The Air Force created a terrific Web Posting Response Assessment – effectively, a Troll Taxonomy Tool & Decision Tree – to aid in selecting a response. (Here is a PDF of a recent version, for your reference.)
It’s a great tool – it distinguishes between several layers of negative responses. There are true “Trolls” (negative purely for the sake of it), but also responders are who “Misguided” (negative based on incorrect info) and “Unhappy” (negative based on a corresponding negative experience).
This simple, one-page chart has been a sanity-saver on a few projects in 2009. It forced my teams to stop a cycle of second-guessing – evaluate, respond if-needed, and move on.
That’s why my thoughts went to the assessment last night, when I received a comment notification on one of my videos. The comment was to the effect of “this dude can’t hit a note.”
I tried to objectively place my responder in the tree. Clearly he had a negative experience listening to me. He’s also misguided, because I’m definitely hitting many notes quite well in the video, and his comment wasn’t subjective.
Ultimately, though, he’s just a garden-variety Troll – spreading negativity for some intangible reason it’s impossible to dispute. So, per the Air Force, I’ll monitor it, but won’t respond.

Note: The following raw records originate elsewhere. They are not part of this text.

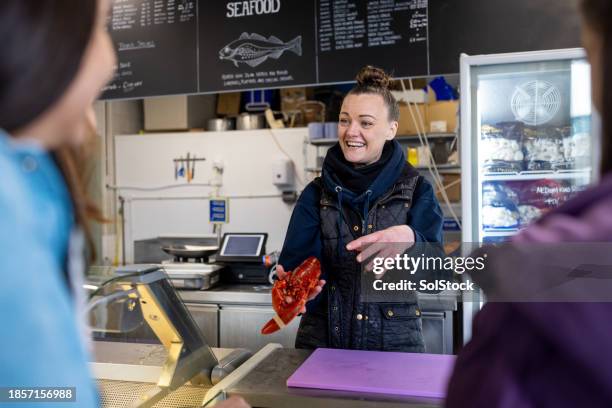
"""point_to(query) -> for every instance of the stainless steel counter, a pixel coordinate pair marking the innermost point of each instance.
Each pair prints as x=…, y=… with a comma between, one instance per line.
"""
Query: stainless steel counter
x=260, y=295
x=265, y=386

That’s the success of more than my crack Air Force training. Three or more years ago that sort of comment would cripple my confidence. I would probably apologize for his negative experience without ever assuming he was misguided. And I would stop playing the song, probably for months!
Yesterday, he just made me smile. These days I’m a lot bigger than one or ten trollish comments. I sound how I want to sound; if I didn’t, I would have never posted the video.
That’s the same confidence you must have in your brand to make good use of the Air Force tool. If you’re unsure of the product or service you’re offering, every dissent turns into a potentially reasonable complaint.
From there, it’s all apologies, and you’ll be overrun with Trolls.